«Vorrei vedere in campo giocatori capaci di dare l’anima, simboli nei quali il pubblico possa tornare a identificarsi».
Marino Zanatta parla di Varese e del basket italiano, in balia di stranieri che cambiano città, casacca e magari nazione, anche più volte nella stessa stagione, e sempre più avaro di talenti nati o cresciuti a casa nostra. «Perché ai miei tempi, quando andavi a giocare contro Cantù, sapevi che ti saresti trovato di fronte Marzorati e Recalcati, mentre oggi, se i giocatori si scambiassero le maglie nel tunnel prima della partita, gli spettatori farebbero fatica poi a riconoscere quelli per cui tifare».
E un certo sforzo in questo senso dovranno farlo anche i cuori biancorossi, dato che è ormai certo che i volti saranno tutti quanti nuovi. «E ciò che io auguro a Pozzecco è di avere la possibilità e la fortuna di trovare uomini nei quali rispecchiarsi, perché l’aspetto umano conta e non poco».
La prima scelta compiuta dalla società, riguardo proprio al tecnico a cui è affidarsi, è però quella giusta. «Il Poz è un ragazzo che merita affetto e stima» sottolinea Zanatta, che in comune con il nuovo coach biancorosso ha il fatto di aver vinto (e anche molto più di Pozzecco) con la maglia di Varese addosso. «Ho seguito con piacere quanto di buono ha fatto a Capo d’Orlando e trovo positivo il fatto di ripartire da un giovane emergente».
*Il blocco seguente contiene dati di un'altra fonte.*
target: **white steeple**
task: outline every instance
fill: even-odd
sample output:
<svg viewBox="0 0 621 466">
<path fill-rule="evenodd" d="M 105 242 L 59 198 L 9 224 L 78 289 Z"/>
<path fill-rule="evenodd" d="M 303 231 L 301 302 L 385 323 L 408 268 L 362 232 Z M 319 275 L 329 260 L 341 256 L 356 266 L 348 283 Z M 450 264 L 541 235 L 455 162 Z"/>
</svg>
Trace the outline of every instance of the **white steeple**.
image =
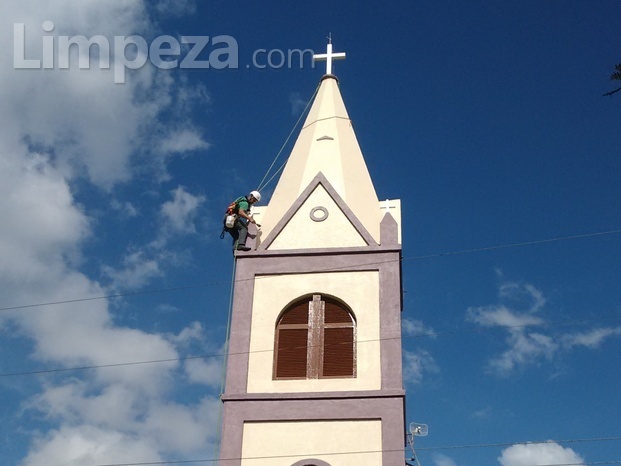
<svg viewBox="0 0 621 466">
<path fill-rule="evenodd" d="M 352 127 L 336 76 L 331 73 L 333 58 L 328 44 L 325 57 L 328 74 L 320 83 L 317 96 L 300 131 L 278 185 L 265 210 L 262 209 L 262 240 L 291 208 L 298 196 L 318 174 L 322 174 L 375 242 L 380 242 L 383 212 L 362 151 Z"/>
</svg>

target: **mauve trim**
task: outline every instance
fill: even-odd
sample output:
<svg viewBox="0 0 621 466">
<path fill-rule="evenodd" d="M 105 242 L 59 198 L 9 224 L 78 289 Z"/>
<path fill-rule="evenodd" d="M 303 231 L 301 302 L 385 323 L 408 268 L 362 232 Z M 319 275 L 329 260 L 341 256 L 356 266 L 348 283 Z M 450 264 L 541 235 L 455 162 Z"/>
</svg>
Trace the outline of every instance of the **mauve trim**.
<svg viewBox="0 0 621 466">
<path fill-rule="evenodd" d="M 336 205 L 343 211 L 345 217 L 351 222 L 356 231 L 362 236 L 365 243 L 369 246 L 377 246 L 377 241 L 371 236 L 369 231 L 362 225 L 362 222 L 358 220 L 358 217 L 354 214 L 354 212 L 349 208 L 349 206 L 345 203 L 343 198 L 336 192 L 334 187 L 330 184 L 325 175 L 321 172 L 315 175 L 315 178 L 308 184 L 306 189 L 302 191 L 302 193 L 298 196 L 295 202 L 291 205 L 289 210 L 285 213 L 285 215 L 280 219 L 280 221 L 276 224 L 276 226 L 272 229 L 265 241 L 262 241 L 259 245 L 258 250 L 265 251 L 269 249 L 274 240 L 278 237 L 278 235 L 283 231 L 283 229 L 287 226 L 289 221 L 293 218 L 296 212 L 302 207 L 304 202 L 309 198 L 309 196 L 315 191 L 317 186 L 323 186 L 323 188 L 327 191 L 328 195 L 332 198 L 332 200 L 336 203 Z M 268 204 L 269 208 L 269 204 Z"/>
<path fill-rule="evenodd" d="M 361 390 L 342 392 L 238 393 L 222 395 L 223 402 L 250 400 L 339 400 L 345 398 L 405 398 L 405 390 Z"/>
<path fill-rule="evenodd" d="M 278 403 L 278 409 L 274 404 Z M 382 428 L 382 466 L 403 466 L 406 443 L 403 398 L 365 400 L 239 401 L 224 404 L 220 464 L 241 466 L 245 422 L 374 421 Z M 313 452 L 300 452 L 309 454 Z"/>
</svg>

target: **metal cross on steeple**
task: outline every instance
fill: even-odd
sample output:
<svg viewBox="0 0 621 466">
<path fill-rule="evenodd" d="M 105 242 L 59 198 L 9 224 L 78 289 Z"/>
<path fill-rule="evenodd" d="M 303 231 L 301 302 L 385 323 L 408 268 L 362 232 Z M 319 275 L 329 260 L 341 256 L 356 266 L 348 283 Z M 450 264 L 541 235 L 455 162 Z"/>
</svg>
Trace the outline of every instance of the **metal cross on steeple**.
<svg viewBox="0 0 621 466">
<path fill-rule="evenodd" d="M 332 33 L 328 36 L 328 48 L 326 53 L 313 55 L 313 62 L 326 61 L 326 74 L 332 74 L 332 60 L 344 59 L 345 52 L 332 53 Z"/>
</svg>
Con la consapevolezza che i tempi d’oro sono lontani. «Varese non è più un top club, in quanto a risorse, ed è giusto che anche il pubblico ne prenda atto, perché una stagione straordinaria come quella vissuta con gli Indimenticabili equivale quasi a un 6 al Superenalotto. Però lo spazio e il modo per reperire sul mercato gli uomini giusti c’è eccome, lasciando sì le prime scelte ai grandi, ma sapendo altresì che tante primedonne poi servono a poco, se non fanno squadra».
Da qui, la considerazione sullo spirito con il quale affrontare la nuova avventura. «Il basket fa parte della tradizione di questa città e l’entusiasmo della gente mette inevitabilmente anche un po’ di pressione, ma quello che mi aspetto e che poi significa sostanzialmente divertirsi, a mio giudizio, è il vedere in campo impegno, cuore, giocate che diano il senso dell’attaccamento e dell’essere squadra, anche a prescindere dal posto in più o in meno che si andrà ad occupare alla fine in classifica».
Il tutto senza Banks, Polonara e De Nicolao, che sembravano dover essere i pilastri su cui ricostruire. «Ma in mancanza di un budget certo o importante, ci sta che si voglia costruire una squadra che costi complessivamente meno» sottolinea Zanatta.
«La cosa fondamentale, per il basket nel suo complesso, sarebbe quella di tornare a schierare bandiere, giocatori in cui un’intera città possa identificarsi, restituendo quell’appeal che ora manca. La soluzione non è quella di inseguire il più forte, col rischio di svenarsi, perché è il movimento che deve vincere».
Il libero mercato porta però anche a queste conseguenze. «Per questo quindi ci vorrebbero un tetto agli ingaggi, più italiani in campo e un lavoro sui settore giovanili che punti non al risultato immediato ma al crescere i giocatori di domani» conclude Marino Zanatta.